1934. Kansas City est une ville prospère, échappant aux effets de la Grande Dépression, et animée, vibrant au rythme du jazz. Mais un climat de violence règne. Blondie O’Hara (Jennifer Jason Leigh), une jeune télégraphiste, enlève la femme d’un politicien influent (Carolyn Stilton), afin d’obtenir la libération de Johnny (Dermot Mulroney), l’homme qu’elle aime, un petit malfrat tombé dans les griffes de Seldom Seen (Harry Belafonte), grand caïd propriétaire du Hey Hey Club.
Solitude.

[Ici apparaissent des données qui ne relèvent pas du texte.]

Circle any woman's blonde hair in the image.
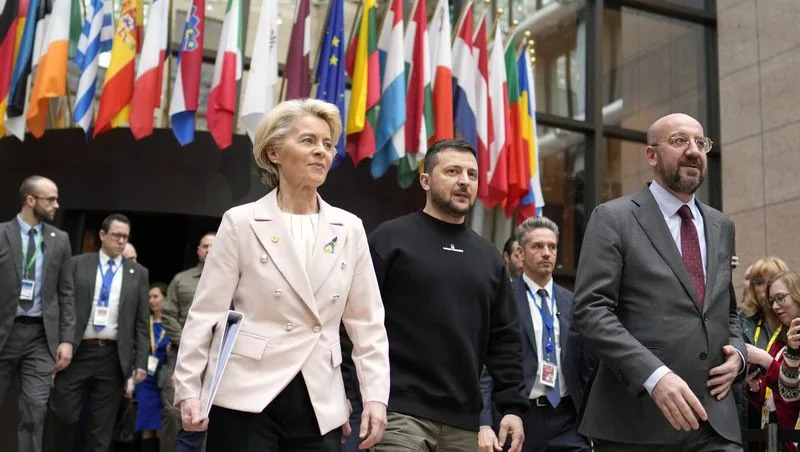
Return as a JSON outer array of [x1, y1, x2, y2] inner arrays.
[[252, 98, 343, 188], [746, 257, 790, 319]]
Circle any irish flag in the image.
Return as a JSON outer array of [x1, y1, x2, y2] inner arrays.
[[428, 0, 452, 143], [27, 0, 71, 138], [129, 0, 169, 139], [207, 0, 242, 150]]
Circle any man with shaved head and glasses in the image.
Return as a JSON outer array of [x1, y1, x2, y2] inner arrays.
[[573, 114, 746, 451], [0, 175, 74, 452]]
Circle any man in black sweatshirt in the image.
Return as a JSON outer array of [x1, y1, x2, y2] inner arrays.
[[369, 140, 528, 452]]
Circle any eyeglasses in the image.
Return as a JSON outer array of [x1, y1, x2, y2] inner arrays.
[[108, 232, 129, 242], [751, 277, 767, 287], [650, 133, 713, 154], [769, 293, 792, 306], [32, 195, 59, 204]]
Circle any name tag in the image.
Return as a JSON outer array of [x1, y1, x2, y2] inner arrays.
[[540, 362, 558, 388], [147, 355, 159, 376], [20, 279, 35, 300], [93, 306, 109, 326]]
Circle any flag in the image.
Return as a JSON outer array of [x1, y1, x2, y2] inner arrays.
[[313, 0, 345, 166], [240, 0, 277, 140], [473, 11, 493, 205], [503, 40, 529, 216], [284, 0, 309, 100], [206, 0, 242, 150], [428, 0, 451, 143], [73, 0, 112, 136], [27, 0, 70, 138], [517, 51, 544, 220], [399, 0, 432, 188], [486, 25, 509, 208], [93, 0, 143, 137], [129, 0, 169, 139], [67, 0, 80, 56], [370, 0, 404, 179], [5, 0, 42, 141], [0, 0, 21, 136], [169, 0, 204, 145], [344, 0, 378, 165], [452, 4, 476, 148]]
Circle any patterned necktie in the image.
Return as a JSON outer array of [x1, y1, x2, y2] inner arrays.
[[678, 205, 705, 308], [20, 228, 37, 311], [537, 288, 561, 408]]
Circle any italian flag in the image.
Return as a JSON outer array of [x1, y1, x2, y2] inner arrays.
[[207, 0, 242, 150]]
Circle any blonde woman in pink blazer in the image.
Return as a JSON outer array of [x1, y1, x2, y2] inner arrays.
[[173, 99, 390, 451]]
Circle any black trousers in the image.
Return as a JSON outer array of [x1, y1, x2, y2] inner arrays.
[[593, 422, 742, 452], [206, 373, 340, 452], [518, 396, 590, 452]]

Le morceau qui conclut Kansas City est aussi le premier souvenir de jazz de Robert Altman : Glendora, la gouvernante noire de la famille, assied le garçon d’une dizaine d’années près de la radio : « Écoute. C’est Duke Ellington. Il n’y a pas mieux au monde. »

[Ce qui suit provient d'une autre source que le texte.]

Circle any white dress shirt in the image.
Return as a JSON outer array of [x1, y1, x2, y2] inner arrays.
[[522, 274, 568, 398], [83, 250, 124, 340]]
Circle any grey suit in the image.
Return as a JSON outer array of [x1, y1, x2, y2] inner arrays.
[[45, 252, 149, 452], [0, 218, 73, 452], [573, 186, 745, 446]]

Altman replonge dans ses souvenirs. Né à Kansas City en 1925, il traîne dans les clubs de jazz dès son adolescence. Quelques années auparavant, ignorant Grande Dépression et prohibition grâce à une alliance entre les démocrates et la pègre, la ville était en effervescence permanente. C’est dans cette riche période qu’il place l’action de son film, entre film noir et hommage au jazz. Pour rendre compte de l’ambiance de l’époque, il engage une vingtaine des meilleurs musiciens du moment. La musique sera enregistrée en direct. Robert Altman filmera d’ailleurs, avec trois caméras, toutes les jam sessions. Ce matériau donnera naissance au film hybride Jazz'34, entre documentaire mis en scène et montage de rushes.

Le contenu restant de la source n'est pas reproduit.